Nantes : ivre, un casseur montre ses fesses puis son sexe aux policiers et se fait condamner
Nantes : ivre, un casseur montre ses fesses puis son sexe aux policiers et se fait condamner
Crédit : JEAN-SEBASTIEN EVRARD / AFP
Paul Véronique

Un casseur âgé de seulement 18 ans est passé en comparution immédiate au tribunal correctionnel de Nantes lundi 13 juin. Il a notamment écopé de trois mois de prison ferme pour avoir cassé du mobilier urbain, jeté des projectiles mais aussi avoir montré ses fesses et son sexe aux policiers... Il manifestait alors contre la loi Travail, relate Sud-Ouest

Ses agissements ont pu facilement être retracés puisqu'une adolescente l'a filmé durant toute la manifestation sur Periscope, une application pour diffuser des vidéos en direct. Dans la séquence, il se met en scène et se fait passer pour un "Black bloc", l'un de ces militants proches des mouvements anarchistes. Revendiquant une image de rebelle, le garçon explique avoir, "une fiche de recherche au cul depuis quatre ans..." En réalité, il n'en est rien. Inconnu des services de police, il était seulement venu à Nantes pour rendre visite à son père, surveillant pénitentiaire. Ivre au moment des faits, le jeune casseur avait un taux d'alcoolémie de 2,2 g. Il précisera avoir bu à lui seul, "une bouteille de vodka-citron et six bières". Raison qui explique sans doute pourquoi les enquêteurs l'ont décrit comme "le plus virulent" des participants ce jour-là. 

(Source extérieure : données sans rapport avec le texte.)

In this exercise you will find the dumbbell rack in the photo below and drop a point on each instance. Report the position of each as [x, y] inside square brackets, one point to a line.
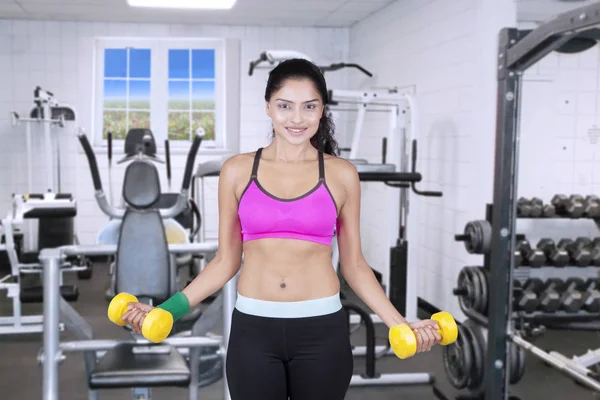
[473, 291]
[580, 319]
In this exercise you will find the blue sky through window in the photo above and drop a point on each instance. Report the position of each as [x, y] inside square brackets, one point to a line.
[127, 90]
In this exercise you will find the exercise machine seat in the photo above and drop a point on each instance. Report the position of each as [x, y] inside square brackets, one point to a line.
[122, 368]
[143, 260]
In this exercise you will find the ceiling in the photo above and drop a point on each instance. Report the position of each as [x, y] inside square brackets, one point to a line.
[337, 13]
[537, 11]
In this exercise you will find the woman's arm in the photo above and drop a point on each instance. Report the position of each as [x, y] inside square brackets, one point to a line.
[228, 259]
[354, 267]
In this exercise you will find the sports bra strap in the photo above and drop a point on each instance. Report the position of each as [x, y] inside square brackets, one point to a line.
[321, 167]
[256, 161]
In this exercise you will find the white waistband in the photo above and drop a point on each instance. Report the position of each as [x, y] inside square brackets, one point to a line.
[289, 309]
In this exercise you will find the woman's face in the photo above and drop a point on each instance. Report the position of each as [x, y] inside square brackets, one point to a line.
[296, 110]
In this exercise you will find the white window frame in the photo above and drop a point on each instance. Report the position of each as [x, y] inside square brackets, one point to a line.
[159, 87]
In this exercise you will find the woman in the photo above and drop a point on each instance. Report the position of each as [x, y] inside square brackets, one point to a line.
[280, 206]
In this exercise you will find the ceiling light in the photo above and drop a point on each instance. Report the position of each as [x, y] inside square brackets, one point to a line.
[187, 4]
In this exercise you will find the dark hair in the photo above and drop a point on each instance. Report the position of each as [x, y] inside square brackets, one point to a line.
[296, 68]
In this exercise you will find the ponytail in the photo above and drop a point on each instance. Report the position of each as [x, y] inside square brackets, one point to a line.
[324, 139]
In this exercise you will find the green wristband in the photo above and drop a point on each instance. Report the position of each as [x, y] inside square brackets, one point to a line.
[178, 305]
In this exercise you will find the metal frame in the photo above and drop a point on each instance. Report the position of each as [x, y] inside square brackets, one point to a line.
[398, 138]
[55, 308]
[515, 55]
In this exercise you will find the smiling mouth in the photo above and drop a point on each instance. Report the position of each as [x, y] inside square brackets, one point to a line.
[296, 131]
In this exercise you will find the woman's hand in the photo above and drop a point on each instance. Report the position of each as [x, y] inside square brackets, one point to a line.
[427, 334]
[135, 315]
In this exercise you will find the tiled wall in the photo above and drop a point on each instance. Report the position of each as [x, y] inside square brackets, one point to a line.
[48, 54]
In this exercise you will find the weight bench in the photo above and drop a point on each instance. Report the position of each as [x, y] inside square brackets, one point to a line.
[144, 269]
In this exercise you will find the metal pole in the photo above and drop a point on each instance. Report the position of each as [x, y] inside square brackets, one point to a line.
[51, 262]
[46, 120]
[503, 222]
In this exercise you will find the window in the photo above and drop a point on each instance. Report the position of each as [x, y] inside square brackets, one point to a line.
[191, 93]
[171, 86]
[126, 97]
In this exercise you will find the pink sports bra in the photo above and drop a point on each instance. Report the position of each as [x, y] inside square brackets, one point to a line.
[310, 217]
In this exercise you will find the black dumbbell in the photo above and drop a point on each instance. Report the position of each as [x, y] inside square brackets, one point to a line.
[557, 257]
[518, 258]
[594, 250]
[550, 295]
[526, 296]
[591, 204]
[577, 250]
[591, 296]
[539, 209]
[571, 299]
[523, 208]
[531, 256]
[567, 206]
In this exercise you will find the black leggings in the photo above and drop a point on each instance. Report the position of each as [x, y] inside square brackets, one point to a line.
[297, 358]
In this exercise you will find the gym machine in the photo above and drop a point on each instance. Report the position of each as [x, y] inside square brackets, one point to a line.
[54, 212]
[136, 363]
[517, 51]
[550, 290]
[140, 144]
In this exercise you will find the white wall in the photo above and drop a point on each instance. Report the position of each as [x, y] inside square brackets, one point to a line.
[47, 53]
[447, 50]
[560, 137]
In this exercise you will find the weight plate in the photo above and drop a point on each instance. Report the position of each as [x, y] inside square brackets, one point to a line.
[478, 340]
[458, 360]
[486, 241]
[479, 234]
[478, 300]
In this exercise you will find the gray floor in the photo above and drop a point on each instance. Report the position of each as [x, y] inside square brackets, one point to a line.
[21, 377]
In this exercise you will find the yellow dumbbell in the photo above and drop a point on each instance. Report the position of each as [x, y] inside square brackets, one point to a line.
[404, 341]
[156, 326]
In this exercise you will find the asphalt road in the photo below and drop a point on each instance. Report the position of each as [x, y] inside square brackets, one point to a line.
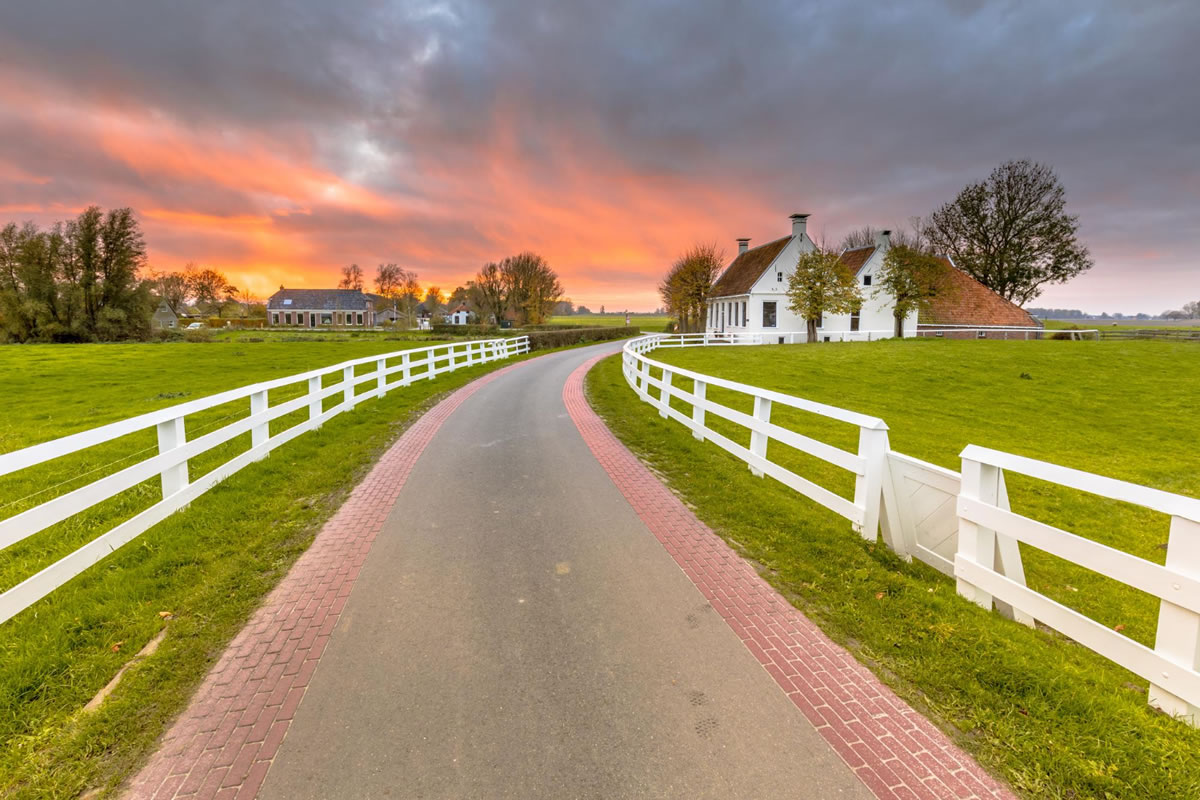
[517, 632]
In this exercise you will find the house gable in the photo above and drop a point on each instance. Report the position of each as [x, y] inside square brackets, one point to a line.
[741, 276]
[969, 302]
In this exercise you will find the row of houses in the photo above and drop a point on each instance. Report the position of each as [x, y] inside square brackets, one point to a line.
[750, 296]
[345, 308]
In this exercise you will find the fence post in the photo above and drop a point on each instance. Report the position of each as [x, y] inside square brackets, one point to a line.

En garde à vue, il aurait déclaré : "Je casse tout ce qui représente l'État, j'ai la haine". À l'issue de son jugement, le jeune révolutionnaire n'a toutefois pas été conduit en prison, le tribunal n'ayant pas prononcé de mandat de dépôt. Un juge spécialisé sera chargé d'évaluer les modalités d'exécution de sa peine. Cela pourrait être une incarcération, une semi-liberté ou encore le port d'un bracelet électronique. Mais au-delà des trois mois fermes, il s'est aussi vu infliger cinq mois de sursis et une mise à l'épreuve de deux ans. En plus, une note salée à payer : 1.000 euros de dommages et intérêts à la société des transports en commun nantais, 200 euros à la communauté urbaine et 400 euros de supplémentaires au policier qu'il visait avec ses projectiles.